Uscendo dall’ambito della musica classica, ascolto con difficoltà le presentazioni di Nicola Catalano, presente in diverse trasmissioni fra cui Sei Gradi, per via della scura voce gutturale che scende sempre più in basso e di una dizione confusa; ascolto con difficoltà Chiara Valerio ne L’isola deserta, scrittrice, editor e curatrice di programmi, per via del parlare velocissimo a scatti, intonazione adolescenziale e timbro vocale petulante, fastidiosamente acuto. Cambio trasmissione allorché, durante Pantagruel, fa capolino Katia Ippaso, commentando il teatro di prosa, il tono da intellettuale impegnata con emicrania e una pronuncia artefatta: il suo cognome diventa Ippaszio, ovvero Ippajo con la j alla francese di déjeuner.
E infine colloco nella Giudecca la superdocumentata Susanna Tartaro, presentatrice e curatrice di Fahrenheit, rubrica di libri e idee, a suo modo assai brava, non tanto per la voce ruvida e i toni da tardiva figlia dei fiori che si sforza per trovare frasi intelligenti, quanto per contenuti e modi.
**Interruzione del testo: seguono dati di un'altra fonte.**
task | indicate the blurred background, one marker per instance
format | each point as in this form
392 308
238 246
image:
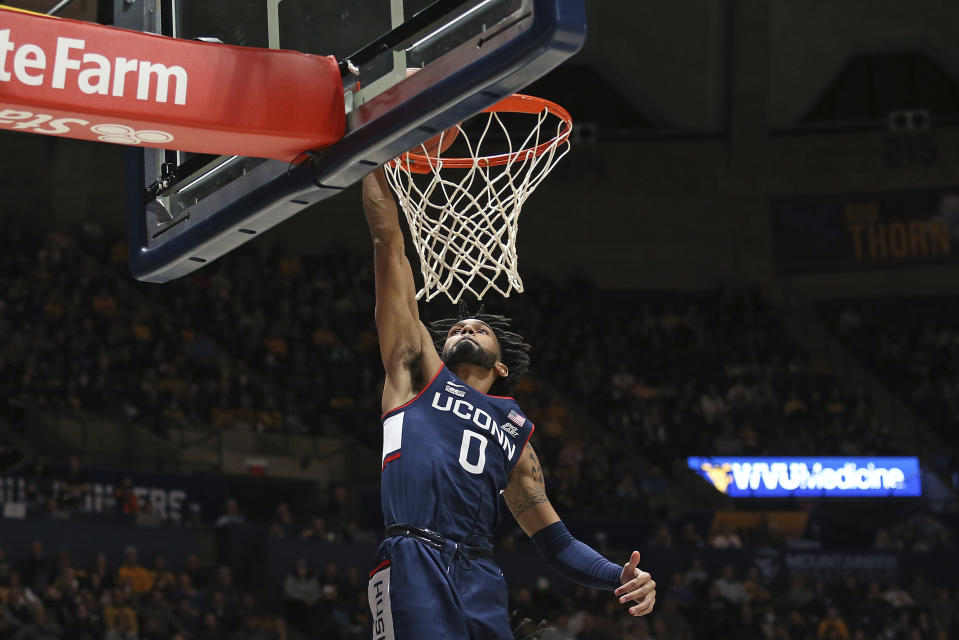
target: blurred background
748 252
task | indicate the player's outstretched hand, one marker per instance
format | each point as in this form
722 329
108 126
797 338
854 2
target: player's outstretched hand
638 586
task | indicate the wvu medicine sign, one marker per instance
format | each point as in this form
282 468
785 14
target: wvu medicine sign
770 477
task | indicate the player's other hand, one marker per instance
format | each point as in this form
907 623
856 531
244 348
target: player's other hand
638 587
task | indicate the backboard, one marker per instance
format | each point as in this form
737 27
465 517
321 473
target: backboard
186 210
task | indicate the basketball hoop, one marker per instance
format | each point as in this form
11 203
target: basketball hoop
464 223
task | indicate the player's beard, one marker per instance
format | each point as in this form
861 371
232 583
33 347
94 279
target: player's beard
468 352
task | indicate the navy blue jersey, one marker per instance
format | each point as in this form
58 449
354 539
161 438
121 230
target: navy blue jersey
447 454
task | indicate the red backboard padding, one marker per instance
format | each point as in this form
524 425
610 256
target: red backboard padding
87 81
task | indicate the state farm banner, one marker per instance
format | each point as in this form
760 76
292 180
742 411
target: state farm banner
790 476
177 498
866 231
92 82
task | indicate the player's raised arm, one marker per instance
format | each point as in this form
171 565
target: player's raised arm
405 344
526 497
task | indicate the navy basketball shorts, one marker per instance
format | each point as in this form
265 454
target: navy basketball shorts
417 592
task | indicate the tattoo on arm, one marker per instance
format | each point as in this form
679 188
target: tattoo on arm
527 495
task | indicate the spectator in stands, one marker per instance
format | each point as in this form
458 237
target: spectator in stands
283 520
74 486
897 597
730 587
302 592
223 583
192 568
799 595
126 498
316 531
725 537
156 616
82 625
35 570
661 537
133 574
832 626
118 615
231 514
161 577
187 618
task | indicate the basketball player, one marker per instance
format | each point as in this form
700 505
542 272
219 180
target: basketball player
449 451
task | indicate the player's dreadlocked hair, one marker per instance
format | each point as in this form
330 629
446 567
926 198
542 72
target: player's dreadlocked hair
514 350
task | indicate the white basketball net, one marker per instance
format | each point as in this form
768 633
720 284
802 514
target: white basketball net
464 222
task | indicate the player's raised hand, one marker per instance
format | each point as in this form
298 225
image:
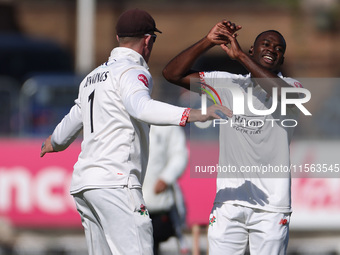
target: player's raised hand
46 147
232 48
220 32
Invitati gli scrittori a parlare dei propri libri, la Tartaro si dilunga per più della metà del tempo a disposizione per l’intervista in prolisse introduzioni e involute domande lasciando poco spazio all’autore, e interrompendolo ripetutamente, talvolta con disappunto dell’interessato. Se fossi scrittore esplicitamente chiederei di non trovarmi davanti la Tartaro per evitare risse alla Sgarbi.
Termino elencando i conduttori che ascolto sempre volentieri, senza riserve, e che non sono pochi: Nicola Campogrande, Oreste Bossini, Gaia Varon, Riccardi Giagni, Francesco Antonioni, Luca Mosca, Giovanni Bietti, Maria Cecilia Farina, Carlo Boccadoro, Sandro Cappelletto e il mio prediletto Edoardo Camurri.